Doesn't a patch set ID suffer from the same kind of ambiguity the
change-id supposedly does? Patch sets can be split and merged, a commit
from one patch set can be cherry-picked into another. What patch set ID
should such a cherry-picked commit have?

And I think the argument that a change-id for a singleton patch
set naturally falls out of the patch set ID can easily be reversed.
Admittedly, I don't have the most experience with the mailing list
workflow, but a multi-commit patch set usually comes with a cover
letter, right? And people like to track their cover letter in a commit?
IIUC, b4 is designed around that too.

In that case, the cover letter has its own change-id as any other
commit, which will naturally remain stable across every version of the
patch set. It would be non-sensical to squash, split or cherry-pick the
cover letter commit. Sounds like a great candidate for the patch set ID.

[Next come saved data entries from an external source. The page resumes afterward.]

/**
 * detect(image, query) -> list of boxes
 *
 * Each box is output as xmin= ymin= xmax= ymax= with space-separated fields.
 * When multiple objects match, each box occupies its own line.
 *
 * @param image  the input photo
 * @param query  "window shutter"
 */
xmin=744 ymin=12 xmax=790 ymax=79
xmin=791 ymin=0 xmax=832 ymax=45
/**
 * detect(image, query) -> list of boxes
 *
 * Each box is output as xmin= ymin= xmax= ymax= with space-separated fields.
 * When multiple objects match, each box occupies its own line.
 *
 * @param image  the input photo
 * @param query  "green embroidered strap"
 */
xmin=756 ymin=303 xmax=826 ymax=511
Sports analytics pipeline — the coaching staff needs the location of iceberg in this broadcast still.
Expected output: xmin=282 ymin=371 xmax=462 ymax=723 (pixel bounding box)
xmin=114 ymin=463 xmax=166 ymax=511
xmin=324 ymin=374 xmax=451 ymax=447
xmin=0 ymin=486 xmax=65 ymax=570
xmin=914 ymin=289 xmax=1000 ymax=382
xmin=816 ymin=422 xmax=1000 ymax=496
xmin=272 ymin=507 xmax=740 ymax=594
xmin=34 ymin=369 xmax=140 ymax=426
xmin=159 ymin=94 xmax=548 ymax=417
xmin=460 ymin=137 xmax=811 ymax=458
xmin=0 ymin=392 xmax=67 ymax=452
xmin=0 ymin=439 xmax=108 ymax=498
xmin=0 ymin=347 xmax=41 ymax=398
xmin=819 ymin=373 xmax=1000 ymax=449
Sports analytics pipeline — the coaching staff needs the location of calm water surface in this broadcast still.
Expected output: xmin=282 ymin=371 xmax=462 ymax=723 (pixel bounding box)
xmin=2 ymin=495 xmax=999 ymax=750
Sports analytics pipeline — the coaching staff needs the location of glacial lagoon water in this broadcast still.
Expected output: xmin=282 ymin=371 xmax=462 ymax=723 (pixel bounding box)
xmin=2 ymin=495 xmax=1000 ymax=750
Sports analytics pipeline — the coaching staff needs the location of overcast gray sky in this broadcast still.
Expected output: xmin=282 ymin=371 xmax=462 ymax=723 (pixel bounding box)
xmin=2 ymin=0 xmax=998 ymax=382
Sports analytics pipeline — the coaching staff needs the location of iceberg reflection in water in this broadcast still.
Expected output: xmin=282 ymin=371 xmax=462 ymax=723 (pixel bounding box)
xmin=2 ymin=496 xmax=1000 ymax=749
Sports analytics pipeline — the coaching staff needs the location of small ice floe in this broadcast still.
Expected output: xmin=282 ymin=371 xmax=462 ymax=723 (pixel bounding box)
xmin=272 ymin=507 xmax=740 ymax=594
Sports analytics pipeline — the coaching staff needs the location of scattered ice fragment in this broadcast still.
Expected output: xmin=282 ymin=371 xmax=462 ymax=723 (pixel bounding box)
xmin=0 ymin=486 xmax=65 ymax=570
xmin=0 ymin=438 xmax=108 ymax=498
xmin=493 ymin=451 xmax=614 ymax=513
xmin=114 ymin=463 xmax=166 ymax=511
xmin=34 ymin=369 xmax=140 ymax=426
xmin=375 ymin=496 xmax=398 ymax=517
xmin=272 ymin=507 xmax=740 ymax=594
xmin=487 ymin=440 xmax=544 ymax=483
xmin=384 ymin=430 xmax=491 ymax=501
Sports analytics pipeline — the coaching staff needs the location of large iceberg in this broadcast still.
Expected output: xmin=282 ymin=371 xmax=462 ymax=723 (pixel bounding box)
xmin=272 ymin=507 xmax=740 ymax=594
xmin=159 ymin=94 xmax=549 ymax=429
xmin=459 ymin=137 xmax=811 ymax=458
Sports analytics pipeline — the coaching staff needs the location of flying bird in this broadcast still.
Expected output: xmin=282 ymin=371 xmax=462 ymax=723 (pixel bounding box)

So the patch set ID can just as naturally flow out from the change-id.

I can see two concrete disadvantages of the patch set ID:

* It's strictly less powerful. As explained, the change-id can do
  everything the patch set ID can via the cover letter. But the patch
  set ID cannot help you track how individual commits within the patch
  set evolved.

* It's more complicated. While many Git users work with patch sets every
  day, it's not a concept in Git iself. Git only knows about commits.
  The patch set ID would introduce a new concept into Git unnecessarily,
  while the change-id naturally extends the language Git already speaks,
  that of commits.

Remo